5 Tips to a Better Sleep

Tuesday, October 8, 2019 - 19:49
Sleep is essential to everything we do. Immune function, muscle growth and repair, concentration, memory and potentially even help you live longer! If you asked a 100 people right now I’m sure at least 90% of them would know we need at least 8 hours sleep but in reality how many people achieve this consistently? And if not then how can we improve our sleep?

When looking at the bigger picture we need to imagine your health is a triangle, and nutrition, exercise and sleep represent the three sides. There is no doubt people put a lot of time, energy and money into their exercise and nutrition but what about sleep? Sleep is one of the most powerful tools to enhance your training and I would recommend it before adding in any new and exciting supplement to your routine.

As a society we are working longer hours, living fast paced lives with increasing screen time and constant distractions all around us. There have also been advancements in technology which has created more awareness around sleep with apple watches and various apps. This has been a positive move however it’s time to take a step back and look at few simpler ways to help you get a better night sleep.


  1. Keep a consistent bedtime

This point is number one for a reason. It’s simple – Aim to go to bed the same time every night and wake up at the same time every morning. We are creatures of habit and our bodies have a hard time adjusting to changes in sleeping patterns. Once you get this habit started it will then become easier to maintain. Obviously there are going to be times where your routine is disrupted however it is important to get back to your normal sleep schedule as soon as possible. Trying to catch up on a ‘sleep deficit’ by sleeping longer on the weekends has minimal effect on and it will be difficult to be fully rested until your schedule is back on track.

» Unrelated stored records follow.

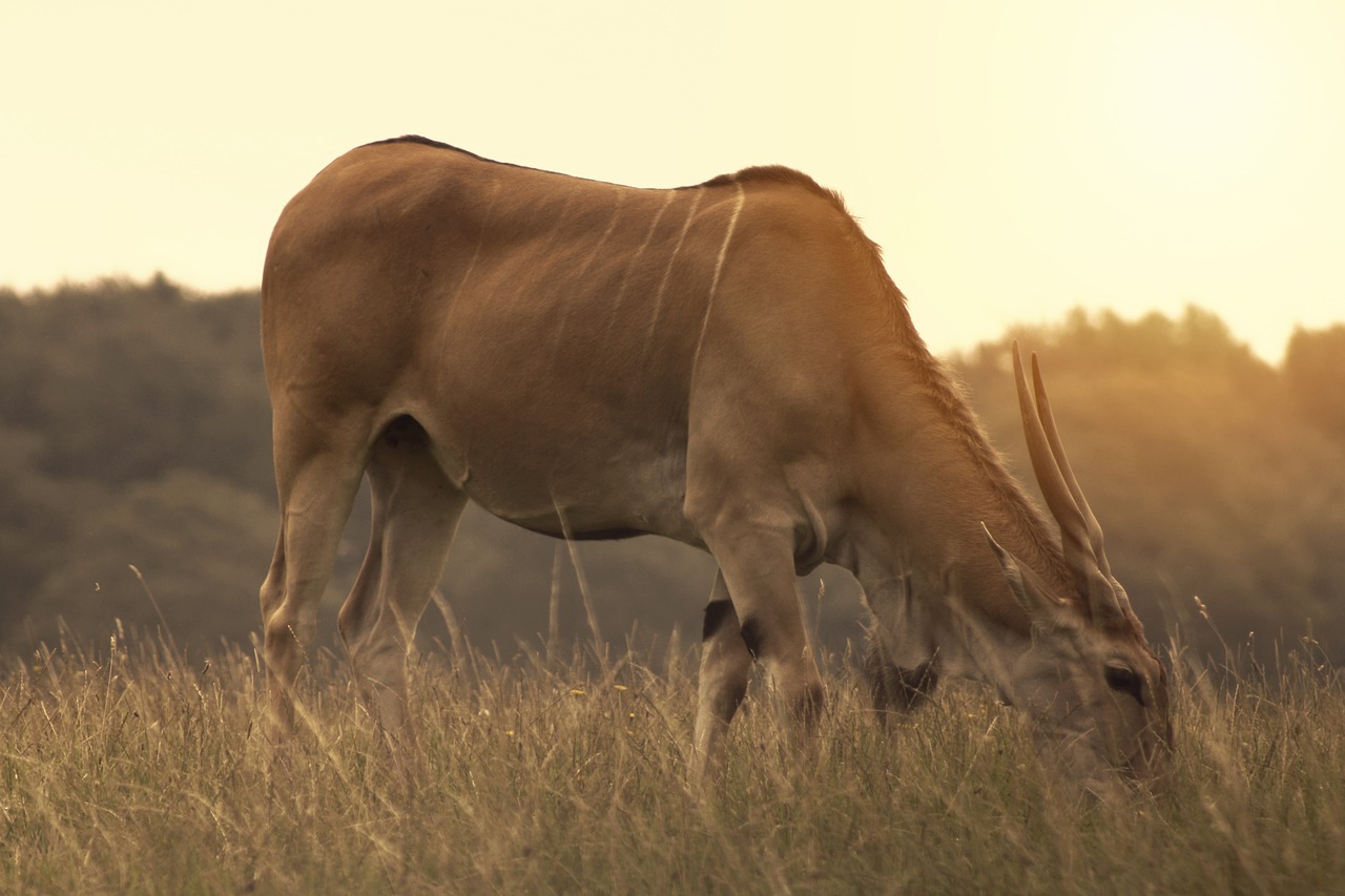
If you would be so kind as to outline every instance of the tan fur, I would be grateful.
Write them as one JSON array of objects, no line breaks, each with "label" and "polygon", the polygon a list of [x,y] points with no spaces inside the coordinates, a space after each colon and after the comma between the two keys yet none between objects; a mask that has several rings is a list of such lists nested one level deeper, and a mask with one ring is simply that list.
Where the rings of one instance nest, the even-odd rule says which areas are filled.
[{"label": "tan fur", "polygon": [[1103,662],[1153,679],[1166,718],[1138,631],[1088,618],[1081,570],[877,248],[806,175],[635,190],[422,139],[360,147],[276,225],[262,346],[282,514],[261,592],[277,737],[366,472],[374,533],[340,626],[390,732],[468,499],[557,537],[652,533],[714,554],[701,771],[753,659],[816,712],[795,574],[822,561],[859,578],[882,662],[921,670],[888,681],[986,679],[1048,744],[1108,732],[1069,753],[1076,778],[1151,752],[1154,713],[1114,709]]}]

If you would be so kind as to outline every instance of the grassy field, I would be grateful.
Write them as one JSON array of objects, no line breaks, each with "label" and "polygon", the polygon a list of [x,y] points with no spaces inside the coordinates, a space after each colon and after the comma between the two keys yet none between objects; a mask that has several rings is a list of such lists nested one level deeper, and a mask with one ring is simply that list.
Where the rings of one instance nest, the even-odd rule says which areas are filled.
[{"label": "grassy field", "polygon": [[667,654],[422,658],[395,761],[332,654],[273,760],[252,651],[11,658],[0,892],[1345,892],[1345,682],[1310,642],[1217,683],[1180,661],[1167,792],[1088,810],[979,689],[885,729],[845,662],[811,748],[755,692],[698,796]]}]

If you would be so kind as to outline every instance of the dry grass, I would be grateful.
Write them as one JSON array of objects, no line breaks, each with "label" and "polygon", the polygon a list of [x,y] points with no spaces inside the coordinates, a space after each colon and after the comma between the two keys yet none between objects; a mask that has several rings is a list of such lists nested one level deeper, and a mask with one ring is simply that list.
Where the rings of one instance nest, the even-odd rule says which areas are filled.
[{"label": "dry grass", "polygon": [[701,798],[675,650],[436,654],[395,759],[328,654],[268,761],[250,651],[62,647],[0,674],[0,891],[1342,892],[1345,687],[1311,647],[1217,687],[1178,663],[1169,792],[1084,811],[972,687],[885,729],[837,673],[811,748],[755,694]]}]

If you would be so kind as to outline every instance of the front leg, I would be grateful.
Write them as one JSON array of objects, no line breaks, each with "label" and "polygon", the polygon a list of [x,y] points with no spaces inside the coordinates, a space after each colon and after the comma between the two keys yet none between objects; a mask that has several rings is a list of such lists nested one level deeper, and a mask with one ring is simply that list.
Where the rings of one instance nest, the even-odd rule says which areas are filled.
[{"label": "front leg", "polygon": [[707,608],[718,619],[714,632],[706,626],[702,669],[709,666],[710,674],[701,683],[697,708],[698,751],[716,741],[717,718],[722,724],[732,718],[751,659],[765,667],[776,696],[811,729],[822,709],[822,677],[803,626],[792,533],[729,527],[709,535],[706,544],[720,562],[714,597],[722,600],[726,588],[729,607],[712,600]]}]

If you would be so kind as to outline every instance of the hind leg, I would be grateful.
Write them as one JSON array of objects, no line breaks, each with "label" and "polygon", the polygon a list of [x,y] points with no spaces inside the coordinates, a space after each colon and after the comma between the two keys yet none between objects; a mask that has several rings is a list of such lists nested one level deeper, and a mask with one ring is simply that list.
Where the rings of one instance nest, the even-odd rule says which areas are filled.
[{"label": "hind leg", "polygon": [[444,476],[425,432],[410,420],[394,422],[378,440],[369,482],[369,553],[338,622],[366,704],[385,731],[402,733],[406,654],[467,496]]},{"label": "hind leg", "polygon": [[706,774],[718,766],[724,735],[746,694],[751,675],[752,651],[742,640],[742,627],[724,584],[724,573],[716,573],[710,603],[705,607],[701,670],[697,675],[693,783],[703,783]]},{"label": "hind leg", "polygon": [[331,576],[342,527],[364,467],[358,431],[320,436],[304,420],[276,418],[276,486],[281,522],[270,572],[261,587],[268,728],[286,739],[295,724],[293,690],[307,662],[317,604]]}]

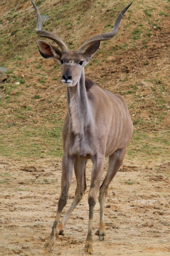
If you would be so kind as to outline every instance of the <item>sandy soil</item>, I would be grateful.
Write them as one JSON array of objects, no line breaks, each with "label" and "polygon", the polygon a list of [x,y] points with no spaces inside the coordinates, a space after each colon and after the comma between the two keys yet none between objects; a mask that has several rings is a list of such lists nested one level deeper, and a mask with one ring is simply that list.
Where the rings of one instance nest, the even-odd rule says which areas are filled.
[{"label": "sandy soil", "polygon": [[[42,255],[60,195],[61,160],[40,159],[33,165],[30,162],[1,158],[0,164],[1,175],[7,181],[1,184],[0,255]],[[107,165],[106,161],[104,177]],[[92,166],[89,161],[88,189],[66,223],[65,236],[56,240],[51,256],[83,255]],[[170,171],[169,162],[144,164],[137,159],[131,162],[125,159],[106,201],[107,239],[104,242],[94,235],[99,223],[98,201],[95,208],[94,255],[170,255]],[[63,214],[74,197],[76,185],[73,174]]]}]

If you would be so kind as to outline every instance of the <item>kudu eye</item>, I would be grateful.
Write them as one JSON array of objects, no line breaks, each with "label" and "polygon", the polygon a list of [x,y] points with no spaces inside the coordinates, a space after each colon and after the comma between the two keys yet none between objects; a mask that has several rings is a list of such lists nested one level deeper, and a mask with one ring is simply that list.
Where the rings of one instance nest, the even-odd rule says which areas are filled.
[{"label": "kudu eye", "polygon": [[82,60],[81,61],[79,62],[79,64],[81,65],[82,66],[83,65],[83,60]]}]

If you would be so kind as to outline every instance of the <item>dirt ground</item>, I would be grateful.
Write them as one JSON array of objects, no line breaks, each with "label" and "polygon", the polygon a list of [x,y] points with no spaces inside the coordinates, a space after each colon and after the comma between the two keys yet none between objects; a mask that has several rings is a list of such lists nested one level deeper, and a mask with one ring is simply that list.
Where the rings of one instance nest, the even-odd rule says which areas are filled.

  1. Avoid caffeine after lunch

Most people would have heard this before but often the early afternoon coffee can be too hard to resist. Surely it won’t make that much of a difference? Caffeine allows you to stay more alert and this feeling often peaks 30 minutes after consumption . However the issue is how long caffeine actually stays in your body. Caffeine has an average half life of 5-7 hours which basically means there can be upto 50% of the stimulant still circulating around your body during this time. This could be worse if you’ve had a coffee with more than one shot! By the time you’re in bed your body is still trying to get rid of the caffeine which could further contribute to bad nights sleep.


  1. Get outside in the sun

Our body is constantly in a battle between wake and sleep with our hormones continuing to change throughout the day to allow us to stay awake during daylight hours. Sunlight exposure is a key part of regulating our sleep patterns and it’s important to aim for 30 minutes of sunlight each day. With exposure to the sun our body helps block a hormone called melatonin which then spikes as darkness sets in and we start preparing our body for sleep. With more time spent indoors and on computers a simple walk on your lunch break could be essential for sleep and overall health.


  1. Keep your room dark, cold and technology free

This follows on from the previous point as the dark room and minimal technology reduces the amount of light exposure before beds and makes falling to sleep a smoother process. The idea is to remove any distractions from your room such as phone notifications, bright lights and warm temperatures. Having the room slightly cooler will allow you to fall asleep more easily. Changing these few things will create an optimal sleep environment and make sticking to your sleep schedule a whole lot easier.


  1. Give yourself time to switch off

This last one is definitely easier said that done however if you follow the other 4 tips then it should assist with this final point. With new  technology we can access everyone at the touch of button and information anytime we want. Not only is this distracting but it also means it’s challenging to switch off from work and I often see people working late into the night. There are times where it’s an emergency however in reality there are many issues that can be left until the morning. Imagine using that extra time to accumulate sleep allowing you to be more focused and productive the next day? That’s the trade off we can make but it seems sleep is regularly sacrificed for work. Use this time to relax and unwind however you like and this can slowly become part of your bedtime ritual!

If there is anything I’ve learnt over the last 7 years of coaching it’s that sleep is essential no matter who you are. There may be certain people who can tolerate slightly less sleep however I believe there are a lot of issues which could be solved by consistently adding an extra hour or two of sleep! If you want to get more out of your training and look after your long term health then try out these 5 tips and see how they can impact your day to day life.